Elle avait tenté de s'échapper plusieurs fois, mais on l'avait vite rattrapé ou prise en flagrant délit et balancé dans la chambre d'isolement. Mais cette fois, elle avait réussit. Elle était sortie par les souterrains, la nuit, couru jusqu'à la grille d'entrée et l'avait escaladé assez facilement. Puis elle avait couru, couru, couru, jusqu'à la route et avait était prise en stop par une voiture. Une femme la conduisait, bientôt vielle, elle avait l'air d'avoir conduit toute la nuit. Elle ne demanda rien à la jeune fille qu'elle venait de prendre, seulement où elle voulait aller. "Le plus loin possible." avait-elle répondu. La femme lui dit qu'elle allait à New-York, pas plus loin. La blonde s'en contenta donc.
Arrivée à New-York, elle faisait les poches pour avoir un peu d'argent. Elle l'utilisa pour téléphoner à son père et lui demander d'organiser sa sortie de l'hôpital administrativement, pour que la police arrête de la chercher. Elle obtint ce qu'elle voulu, mais elle ne savait pas où aller, elle ne connaissait personne. Elle ne tarda pas à connaitre un dealer qui accepta de l'aider en échange évidemment de services qu'une belle jeune fille comme elle pouvait lui faire. Au fils des semaines, elle réussit à se faire un petit montant d'argent qu'elle conserva. Une nouvelle idée avait germée dans sa tête : rejoindre L.A. C'était à l'autre bout du pays.
Los Angeles, elle en avait rêvé, et elle y était enfin. Elle avait fait la route avec les seuls vêtements qu'elle avait sur elle, un peu d'argent et son fidèle couteau qu'elle a dû utiliser à plusieurs reprises pour se défendre. Elle se nourrissait avec ce qu'on lui donnait où ce qu'elle prenait, trouvait refuge chez des gens pour dormir le soir ou ne dormais pas du tout. Mais maintenant, elle était arrivée. Elle rêvait de devenir mannequin, ou actrice, ou les deux.
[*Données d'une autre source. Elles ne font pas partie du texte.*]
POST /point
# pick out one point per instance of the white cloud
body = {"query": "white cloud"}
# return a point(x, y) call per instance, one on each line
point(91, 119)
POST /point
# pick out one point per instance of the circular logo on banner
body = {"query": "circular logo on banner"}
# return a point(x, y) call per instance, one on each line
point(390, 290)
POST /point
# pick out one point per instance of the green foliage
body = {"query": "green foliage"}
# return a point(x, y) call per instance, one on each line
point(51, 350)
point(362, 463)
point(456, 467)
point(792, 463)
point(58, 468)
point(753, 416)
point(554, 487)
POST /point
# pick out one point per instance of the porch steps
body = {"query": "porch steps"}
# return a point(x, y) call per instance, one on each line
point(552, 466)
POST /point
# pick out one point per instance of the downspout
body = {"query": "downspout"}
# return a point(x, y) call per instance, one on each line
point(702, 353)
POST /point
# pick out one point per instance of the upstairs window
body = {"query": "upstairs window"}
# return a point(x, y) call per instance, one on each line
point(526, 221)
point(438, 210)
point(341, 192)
Grâce aux rencontres qu'elle avait faites sur la route, elle avait pu s'approvisionner en drogues, en musique, en rumeurs et en connaissances. On lui avait donné une adresse à Los Angeles, et elle s'y rendait.
Deux ans qu'elle est ici désormais. Bien qu'elle aurait pu choisir la voie du mannequinat qui, certes était difficile mais pouvait s'avérer être une bonne idée, elle a préféré la voie trouble et sans filets, comme d'habitude, la voie qui lui semblait la plus facile. Elle s'amusait à draguer des gens dans des bars, aller à des fêtes, des concerts, et essayer d'enter en contact avec des gens importants, pour se faire un nom elle aussi, une réputation. Fondée sur quoi ? Rien spécialement, juste ses contacts. Elle voulait lier son nom à la musique. Mais être dans un groupe comportait trop de responsabilités, et elle s'en lasserait vite. La meilleure idée était donc de suivre un groupe en particulier, de se faire repérer, de devenir proche avec le chanteur (ou le guitariste), très proche, puis faire presque partie du groupe en tant que membre, mais n'avoir aucune réelle utilité, parce qu'elle n'avait pas de talent spécifique. Mais elle aimer contrôler et diriger. Donc peut-être qu'elle pourrait faire ça. Elle se ferait voir avec le groupe, deviendrait célèbre pour être la copine du frontman, on la reconnaitrait dans la rue, on la verrait dans les journaux, on lui ferait des faveurs. Et elle se congratulait pour être aussi intelligente.